Curating enzyme catalytic activity (kcat) data
The wild-type metabolic enzyme kcat values were taken from the manually curated SABIO Biochemical Reaction database  using the UniProt identifiers associated with each human gene. Because the distribution of catalytic efficiency values spans a large range of values, we used the log2(kcat) value to train the model. For metabolic enzymes with multiple kcat entries corresponding to different substrates, we used the median log2(kcat) value. If the kinetic data was not available for that particular metabolic enzyme, the value was set to the median log2(kcat) value across all metabolic enzymes in the dataset.

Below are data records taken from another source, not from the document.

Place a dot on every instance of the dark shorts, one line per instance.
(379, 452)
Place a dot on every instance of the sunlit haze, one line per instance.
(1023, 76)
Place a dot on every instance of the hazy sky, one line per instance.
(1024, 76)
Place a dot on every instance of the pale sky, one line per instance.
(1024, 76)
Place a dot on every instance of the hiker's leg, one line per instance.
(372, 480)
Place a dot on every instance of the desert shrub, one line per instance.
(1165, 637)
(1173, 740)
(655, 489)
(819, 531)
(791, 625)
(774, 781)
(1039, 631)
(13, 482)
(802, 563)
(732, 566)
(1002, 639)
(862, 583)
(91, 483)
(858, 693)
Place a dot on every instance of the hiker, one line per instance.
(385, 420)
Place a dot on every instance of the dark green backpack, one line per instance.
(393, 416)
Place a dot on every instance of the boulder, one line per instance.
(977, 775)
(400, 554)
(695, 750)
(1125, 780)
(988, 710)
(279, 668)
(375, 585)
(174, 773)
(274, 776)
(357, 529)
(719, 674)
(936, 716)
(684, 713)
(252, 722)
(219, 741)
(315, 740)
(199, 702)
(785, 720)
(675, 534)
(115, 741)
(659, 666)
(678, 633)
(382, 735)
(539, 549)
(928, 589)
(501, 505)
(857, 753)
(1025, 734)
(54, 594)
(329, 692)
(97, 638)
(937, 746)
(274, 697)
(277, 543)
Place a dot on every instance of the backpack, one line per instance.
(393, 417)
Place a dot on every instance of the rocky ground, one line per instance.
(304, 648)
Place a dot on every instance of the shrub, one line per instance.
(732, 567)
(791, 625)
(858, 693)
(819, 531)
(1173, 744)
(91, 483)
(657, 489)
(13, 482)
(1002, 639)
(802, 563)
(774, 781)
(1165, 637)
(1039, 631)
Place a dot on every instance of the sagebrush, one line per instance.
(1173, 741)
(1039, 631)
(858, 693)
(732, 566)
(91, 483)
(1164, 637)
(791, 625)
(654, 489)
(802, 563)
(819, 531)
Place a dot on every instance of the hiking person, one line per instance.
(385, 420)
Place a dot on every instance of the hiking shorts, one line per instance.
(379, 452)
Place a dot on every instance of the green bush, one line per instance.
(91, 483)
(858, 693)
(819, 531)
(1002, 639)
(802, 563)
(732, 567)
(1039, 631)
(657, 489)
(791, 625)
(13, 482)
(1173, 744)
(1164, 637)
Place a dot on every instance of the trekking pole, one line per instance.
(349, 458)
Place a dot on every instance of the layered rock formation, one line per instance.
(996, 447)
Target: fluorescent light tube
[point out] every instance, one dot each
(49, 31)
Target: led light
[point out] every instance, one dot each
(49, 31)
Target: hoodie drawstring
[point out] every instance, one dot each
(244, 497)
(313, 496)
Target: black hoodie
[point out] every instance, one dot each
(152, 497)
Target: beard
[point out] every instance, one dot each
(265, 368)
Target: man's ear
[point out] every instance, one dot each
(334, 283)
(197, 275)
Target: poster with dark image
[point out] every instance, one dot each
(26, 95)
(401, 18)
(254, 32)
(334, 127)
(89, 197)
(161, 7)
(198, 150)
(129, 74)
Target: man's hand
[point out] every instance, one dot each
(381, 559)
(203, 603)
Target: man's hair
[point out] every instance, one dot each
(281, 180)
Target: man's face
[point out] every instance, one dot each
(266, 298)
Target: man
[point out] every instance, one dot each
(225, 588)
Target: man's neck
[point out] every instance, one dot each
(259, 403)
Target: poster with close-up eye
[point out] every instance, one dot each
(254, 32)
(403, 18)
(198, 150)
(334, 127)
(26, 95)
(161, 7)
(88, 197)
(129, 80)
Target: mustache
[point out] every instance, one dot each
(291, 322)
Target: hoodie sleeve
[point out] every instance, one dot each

Topological epicenter calculation
The topological distances of each gene to biomass components and media components were calculated using an unweighted directed graph of all reactant to product conversions. We used the Python library networkx to transform the metabolic network into a directed graph and the shortest_path function to obtain the shortest possible path between the source and the target. If a reaction is irreversible, all the reactants and products are connected by an edge from each reactant to product combination. If the reaction is reversible, the reactants and products are connected by two edges with both forward and backward directions. For each reaction in the graph, we computed the shortest path from the reaction to both medium components and biomass components. We then used the gene-reaction mapping relationship to find the distance between a gene and biomass or media components. The shortest path was used for genes that participate in more than one reaction. The sum total of such shortest distances to all biomass components, all media components, and sum of all topological distances were calculated to obtain the epicenter scores.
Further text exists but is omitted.